Actually, while I'm not sure what the full story was with Battlefield 3, it is rumoured that Valve wanted exclusive rights to Battlefield 3. EA wanted to see their headline game on every distribution platform available. Valve do not want their games on Origin. I like steam alot and its a better system than anything else but Valve are not angels.

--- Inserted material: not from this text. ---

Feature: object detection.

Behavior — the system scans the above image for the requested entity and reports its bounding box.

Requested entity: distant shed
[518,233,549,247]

The whole Origin vs Steam debacle was because EA
deliberately (As in,
"did so knowingly and intentionally, with forethought") violated Steam's terms of service by selling DLC through EA's system built into games to bypassing Steam, and then pretended to be the victim when Valve removed their games. Whether or not Valve should take a cut of DLC or in-game purchases is up for debate, and I'm not firmly on Valve's side on the point (but it's a complex issue), but that's not the point: it was clearly in Steam's terms of service (and had been for awhile), and EA intentionally slipped in-game non-Steam DLC purchases into
multiple of their recent releases
after they were already on Steam, forcing Valve to remove them from Steam afterward, and then EA blamed Valve and pretended they were getting bullied - which was amusing, because EA is really large, and has previously offered to buy Valve out, and most people online didn't buy into it recognizing how 'coincidentally' EA was launching their own rival service, and it was in EA's interest to claim Valve's ToS was too restrictive.
EA could've negotiated a new deal with Steam, or could've not made their DLC available to the Steam versions of the game (boycotting with entire games or just the games' DLC), or could've publicly commented on the issue and opened dialog, or could've let Valve have the cut they've always been taking without complaining... instead they snuck Origin purchasing into multiple games already on Steam at once, then acted surprised and shocked, and acted like this was something new Steam added to the ToS. It had nothing to do with Valve demanding exclusivity; it had to do with profit sharing from DLC, and EA acting like a child to raise awareness of Origin instead of negotiating a better deal.
[
Even non-Origin digital sales require Origin to be installed]
[
Battlefield 3's Absence on Steam Blamed on Restrictive Terms of Service]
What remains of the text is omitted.